AO victims haven’t surrendered to their fate

With support from the Party, the State, social organizations, and the community, families of AO victims have striven to overcome their difficulties. They have obtained loans to develop their production.

Nguyen Thi Y of Bac Ninh province has 4 children who were born with myasthenia and paralysis.

“The Ministry of Labor, Invalids, and Social Affairs and philanthropists gave my children a computer. They learned from the computer’s internet how to transform a regular motorbike into a three-wheeled motorbike for disabled people. Their original aim was just to make one for themselves, but now they can help other people in the same situation and generate an income. My family’s mechanical workshop has produced 200 three-wheel motorbikes for customers in several provinces”, said Ms Y.

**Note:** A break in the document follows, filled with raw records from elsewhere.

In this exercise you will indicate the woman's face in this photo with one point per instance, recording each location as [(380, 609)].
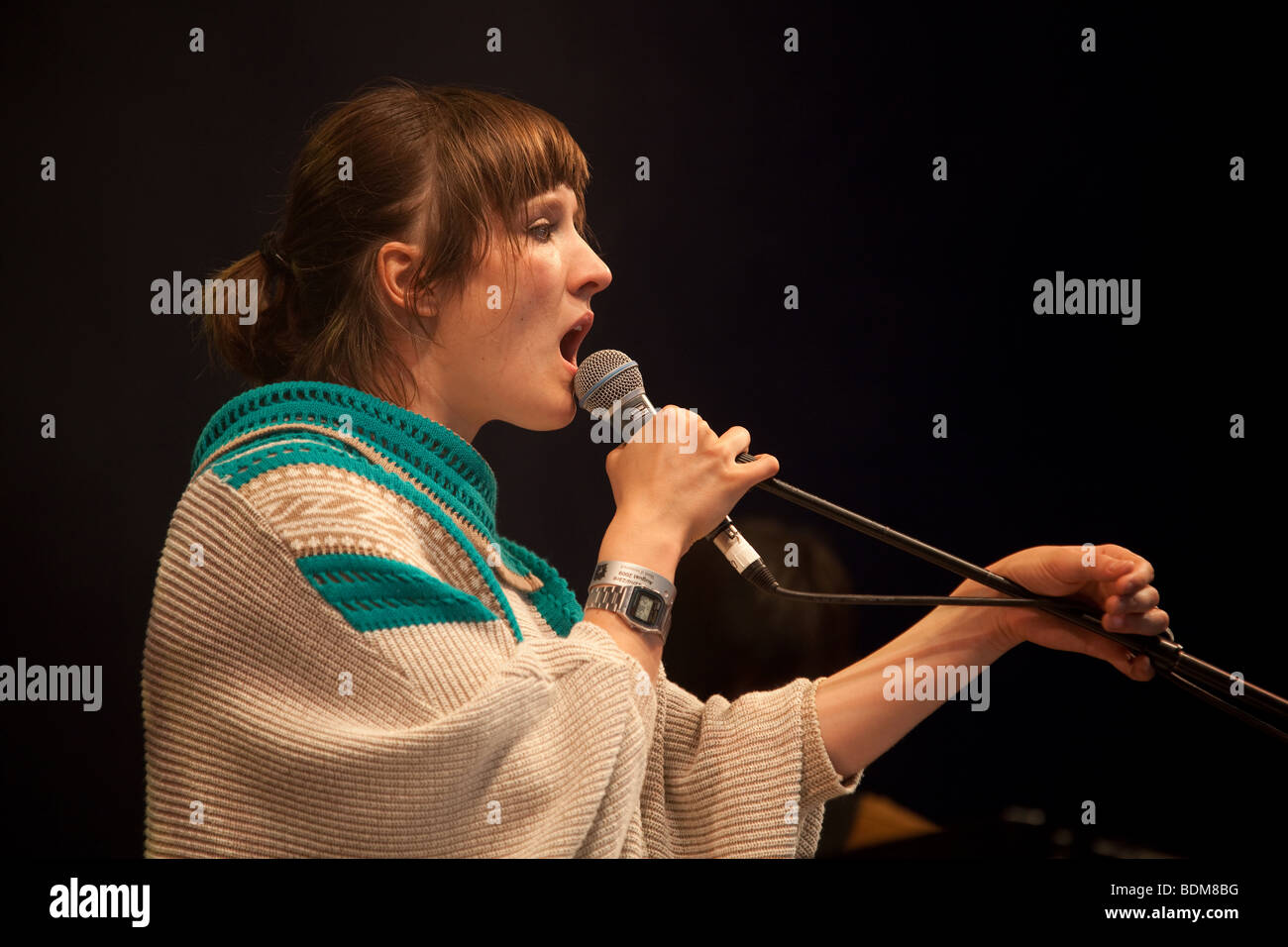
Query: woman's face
[(505, 350)]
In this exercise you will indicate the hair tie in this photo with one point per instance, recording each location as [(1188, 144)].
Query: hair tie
[(271, 256)]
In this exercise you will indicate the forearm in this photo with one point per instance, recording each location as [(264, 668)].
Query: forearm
[(857, 720), (627, 540)]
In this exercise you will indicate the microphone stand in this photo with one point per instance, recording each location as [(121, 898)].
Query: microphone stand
[(1188, 673)]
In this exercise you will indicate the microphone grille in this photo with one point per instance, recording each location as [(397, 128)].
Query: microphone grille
[(605, 376)]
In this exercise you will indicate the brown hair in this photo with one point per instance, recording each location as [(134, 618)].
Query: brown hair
[(467, 154)]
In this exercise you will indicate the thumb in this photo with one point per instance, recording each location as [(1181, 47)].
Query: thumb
[(761, 468), (1060, 570)]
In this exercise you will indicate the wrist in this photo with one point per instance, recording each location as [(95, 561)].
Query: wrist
[(631, 539), (990, 626)]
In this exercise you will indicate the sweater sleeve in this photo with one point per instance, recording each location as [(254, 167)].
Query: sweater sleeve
[(273, 728), (742, 779)]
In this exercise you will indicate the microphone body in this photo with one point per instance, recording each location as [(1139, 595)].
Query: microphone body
[(610, 381)]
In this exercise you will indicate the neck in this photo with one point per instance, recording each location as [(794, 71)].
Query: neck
[(429, 402)]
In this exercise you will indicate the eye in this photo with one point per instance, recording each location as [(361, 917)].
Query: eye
[(542, 232)]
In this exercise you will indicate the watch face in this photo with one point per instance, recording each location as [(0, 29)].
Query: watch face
[(645, 607)]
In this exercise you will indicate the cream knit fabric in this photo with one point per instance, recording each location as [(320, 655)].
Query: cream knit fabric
[(330, 673)]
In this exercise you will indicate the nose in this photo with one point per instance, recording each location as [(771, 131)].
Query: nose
[(592, 274)]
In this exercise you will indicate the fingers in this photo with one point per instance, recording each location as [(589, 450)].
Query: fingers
[(1155, 621), (735, 440), (1134, 667)]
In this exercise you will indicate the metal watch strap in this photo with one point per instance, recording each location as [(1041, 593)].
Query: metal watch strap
[(612, 587)]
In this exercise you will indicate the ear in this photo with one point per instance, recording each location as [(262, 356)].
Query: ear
[(395, 266)]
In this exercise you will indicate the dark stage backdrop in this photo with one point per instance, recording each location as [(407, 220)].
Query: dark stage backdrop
[(769, 167)]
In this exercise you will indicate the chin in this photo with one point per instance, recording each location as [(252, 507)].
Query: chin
[(553, 419)]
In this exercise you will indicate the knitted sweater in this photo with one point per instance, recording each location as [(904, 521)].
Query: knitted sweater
[(346, 659)]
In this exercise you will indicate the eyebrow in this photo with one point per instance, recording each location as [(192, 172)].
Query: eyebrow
[(548, 202)]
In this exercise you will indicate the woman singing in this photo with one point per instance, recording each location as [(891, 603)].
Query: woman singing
[(346, 656)]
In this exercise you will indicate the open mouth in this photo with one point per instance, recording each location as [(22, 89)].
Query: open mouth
[(571, 339)]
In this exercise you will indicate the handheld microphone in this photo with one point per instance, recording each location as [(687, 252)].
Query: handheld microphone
[(609, 382)]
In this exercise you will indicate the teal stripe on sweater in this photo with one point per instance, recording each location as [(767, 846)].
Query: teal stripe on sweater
[(240, 471), (554, 599), (376, 592)]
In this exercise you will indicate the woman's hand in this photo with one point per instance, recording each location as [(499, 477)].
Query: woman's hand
[(1117, 585), (679, 476)]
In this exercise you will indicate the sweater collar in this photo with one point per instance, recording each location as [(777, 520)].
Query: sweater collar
[(442, 460)]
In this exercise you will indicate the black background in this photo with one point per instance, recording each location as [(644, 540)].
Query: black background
[(768, 169)]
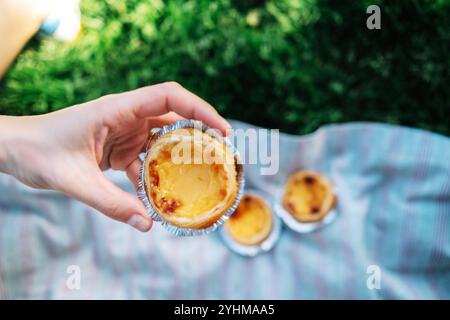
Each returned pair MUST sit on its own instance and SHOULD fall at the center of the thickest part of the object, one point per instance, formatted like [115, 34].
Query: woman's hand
[67, 150]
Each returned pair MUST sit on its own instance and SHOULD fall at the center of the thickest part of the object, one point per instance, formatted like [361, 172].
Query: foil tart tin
[296, 225]
[267, 244]
[154, 135]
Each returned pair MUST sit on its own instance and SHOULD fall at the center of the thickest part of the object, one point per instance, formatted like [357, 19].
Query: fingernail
[139, 222]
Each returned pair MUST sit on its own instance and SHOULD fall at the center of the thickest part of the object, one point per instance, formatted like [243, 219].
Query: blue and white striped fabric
[393, 189]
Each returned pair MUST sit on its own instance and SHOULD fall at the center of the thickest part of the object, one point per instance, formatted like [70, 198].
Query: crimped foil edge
[268, 243]
[142, 194]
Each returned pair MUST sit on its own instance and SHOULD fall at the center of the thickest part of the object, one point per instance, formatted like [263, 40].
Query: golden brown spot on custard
[291, 206]
[309, 180]
[315, 210]
[169, 205]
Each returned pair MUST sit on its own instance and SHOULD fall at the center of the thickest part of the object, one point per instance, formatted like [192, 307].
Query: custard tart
[308, 196]
[252, 221]
[190, 178]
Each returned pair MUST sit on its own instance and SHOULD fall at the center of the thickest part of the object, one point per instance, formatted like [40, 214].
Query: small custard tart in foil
[254, 227]
[191, 178]
[252, 221]
[308, 196]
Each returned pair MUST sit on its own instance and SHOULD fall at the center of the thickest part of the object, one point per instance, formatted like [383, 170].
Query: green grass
[288, 64]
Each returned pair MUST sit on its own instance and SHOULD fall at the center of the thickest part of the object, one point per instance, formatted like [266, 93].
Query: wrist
[11, 139]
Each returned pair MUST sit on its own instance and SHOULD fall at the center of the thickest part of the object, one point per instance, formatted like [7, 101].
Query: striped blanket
[393, 189]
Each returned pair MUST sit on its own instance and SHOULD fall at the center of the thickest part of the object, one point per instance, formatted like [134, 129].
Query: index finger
[162, 98]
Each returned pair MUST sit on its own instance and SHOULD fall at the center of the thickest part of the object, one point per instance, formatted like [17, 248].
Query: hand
[67, 150]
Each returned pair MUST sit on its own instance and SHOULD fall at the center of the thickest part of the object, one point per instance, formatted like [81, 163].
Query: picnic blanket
[393, 190]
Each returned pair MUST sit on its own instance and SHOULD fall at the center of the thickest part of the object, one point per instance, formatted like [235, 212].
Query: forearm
[15, 135]
[8, 127]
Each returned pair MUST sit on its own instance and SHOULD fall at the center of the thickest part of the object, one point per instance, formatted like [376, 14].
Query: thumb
[100, 193]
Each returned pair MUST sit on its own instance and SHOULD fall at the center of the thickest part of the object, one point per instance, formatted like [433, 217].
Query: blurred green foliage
[288, 64]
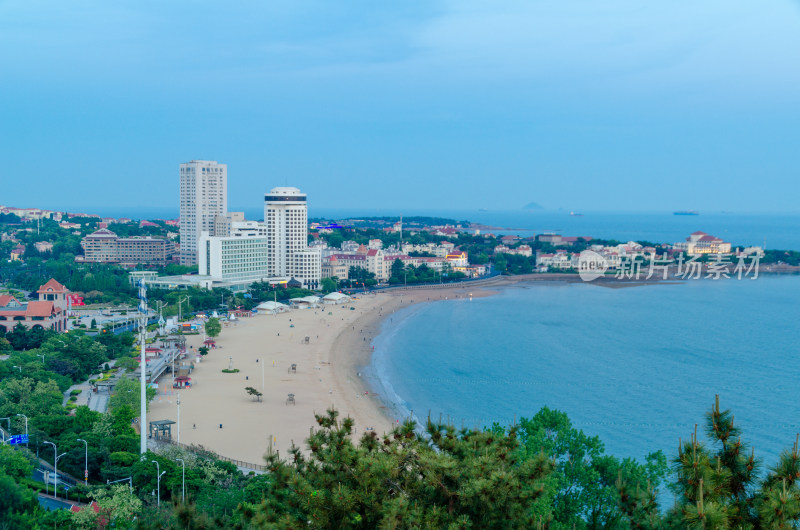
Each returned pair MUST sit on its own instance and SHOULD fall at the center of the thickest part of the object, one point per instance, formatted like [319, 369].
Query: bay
[638, 366]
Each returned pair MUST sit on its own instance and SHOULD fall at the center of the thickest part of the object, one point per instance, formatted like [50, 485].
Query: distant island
[533, 206]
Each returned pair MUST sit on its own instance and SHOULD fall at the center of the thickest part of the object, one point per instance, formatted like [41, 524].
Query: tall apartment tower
[204, 196]
[286, 217]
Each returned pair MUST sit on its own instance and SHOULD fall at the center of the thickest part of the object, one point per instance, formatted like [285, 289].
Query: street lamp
[158, 480]
[9, 426]
[86, 462]
[26, 428]
[183, 479]
[129, 479]
[55, 464]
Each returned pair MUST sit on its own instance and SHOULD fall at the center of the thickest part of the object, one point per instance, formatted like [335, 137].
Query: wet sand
[328, 366]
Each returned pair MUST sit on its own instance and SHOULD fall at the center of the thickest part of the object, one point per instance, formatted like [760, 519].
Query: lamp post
[129, 479]
[143, 368]
[179, 417]
[55, 465]
[9, 427]
[183, 479]
[86, 462]
[26, 428]
[158, 480]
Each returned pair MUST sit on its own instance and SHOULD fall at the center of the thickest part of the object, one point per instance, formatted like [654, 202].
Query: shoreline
[334, 368]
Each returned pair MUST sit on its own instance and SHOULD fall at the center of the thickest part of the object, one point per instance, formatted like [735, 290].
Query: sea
[637, 366]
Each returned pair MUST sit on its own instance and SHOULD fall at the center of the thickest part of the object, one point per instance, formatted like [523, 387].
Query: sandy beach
[328, 367]
[329, 372]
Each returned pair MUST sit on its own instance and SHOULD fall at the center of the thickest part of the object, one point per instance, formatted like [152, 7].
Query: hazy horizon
[575, 105]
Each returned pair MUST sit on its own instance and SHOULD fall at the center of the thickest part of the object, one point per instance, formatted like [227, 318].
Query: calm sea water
[637, 366]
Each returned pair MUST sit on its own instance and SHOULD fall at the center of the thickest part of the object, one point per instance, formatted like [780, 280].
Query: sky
[576, 104]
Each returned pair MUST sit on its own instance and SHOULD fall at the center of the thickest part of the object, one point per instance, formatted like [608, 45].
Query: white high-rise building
[236, 260]
[286, 217]
[203, 197]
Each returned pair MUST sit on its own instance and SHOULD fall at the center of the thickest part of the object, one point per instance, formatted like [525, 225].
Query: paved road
[50, 503]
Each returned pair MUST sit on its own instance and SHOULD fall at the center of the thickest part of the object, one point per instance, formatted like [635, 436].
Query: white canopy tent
[336, 298]
[305, 302]
[272, 307]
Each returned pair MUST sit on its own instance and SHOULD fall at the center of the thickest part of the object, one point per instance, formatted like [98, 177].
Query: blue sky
[583, 105]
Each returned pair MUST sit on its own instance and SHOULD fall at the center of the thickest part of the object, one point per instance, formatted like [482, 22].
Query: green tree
[26, 396]
[213, 327]
[448, 479]
[118, 508]
[127, 392]
[16, 500]
[582, 491]
[327, 285]
[253, 392]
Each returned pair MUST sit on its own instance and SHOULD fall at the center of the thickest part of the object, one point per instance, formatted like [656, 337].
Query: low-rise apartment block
[104, 246]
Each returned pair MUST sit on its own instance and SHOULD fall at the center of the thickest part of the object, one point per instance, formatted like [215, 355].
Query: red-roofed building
[49, 312]
[702, 243]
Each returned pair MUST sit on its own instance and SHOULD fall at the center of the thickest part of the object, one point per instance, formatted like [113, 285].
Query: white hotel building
[286, 220]
[234, 260]
[203, 197]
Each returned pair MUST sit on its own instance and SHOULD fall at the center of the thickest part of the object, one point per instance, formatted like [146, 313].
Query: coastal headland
[217, 412]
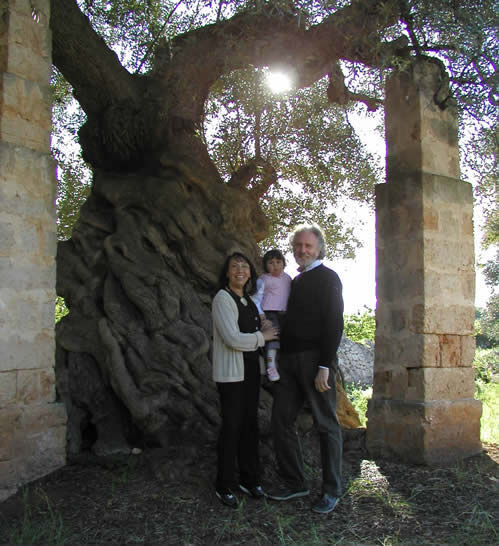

Joint efforts to ease the pain of Agent Orange/Dioxin victims

The Vietnam Association of Victims of Agent Orange/Dioxin (VAVA) and local branches have mobilized social resources to help AO victims by building houses and offering them loans for production, scholarships for their children’s schooling, and free healthcare.

The Association has raised US$4.5 million over the past 10 years to help around 60,000 people. The Association has built 26 rehabilitation centers for AO victims and will inaugurate another center in Thach That district on the outskirts of Hanoi.

VAVA President Nguyen Van Rinh said “The best support for AO victims is to give them loans for production. We lend each household US$450 at zero percent interest within 5 to 7 years. When their production has become stable, they repay the original loan to other households. Philanthropists and organizations have given them pigs and cows. We have cooperated with communication agencies to connect donors and AO victims.”

Tran Thanh Lanh, Vice President of the Da Nang Association of Victims of Agent Orange/Dioxin, says that in the 12 years since its establishment, the Association has raised US$3.8 million to help some 5,000 AO victims, including 1,400 children.

“The City’s Center for the Protection of AO Victims is taking care of 150 children from extremely disadvantaged families. We teach them tailoring and how to make incense, artificial flowers, and glass-bead items. We have encouraged people to provide monthly financial support and take care of AO victims for the rest of their life”, said Mr Lanh.

The Da Nang Association of Victims of Agent Orange/Dioxin has organized art programs to entertain AO victims and raise charity funds.

The Vietnam-Russia Tropical Research Center says AO affects humans and nature not just for 20 years, but 100 years. The number of Vietnamese AO victims will not stop at 4.8 million people, but could expand to tens of millions of people. Helping AO victims ease their pain is the responsibility of everyone inside and outside Vietnam.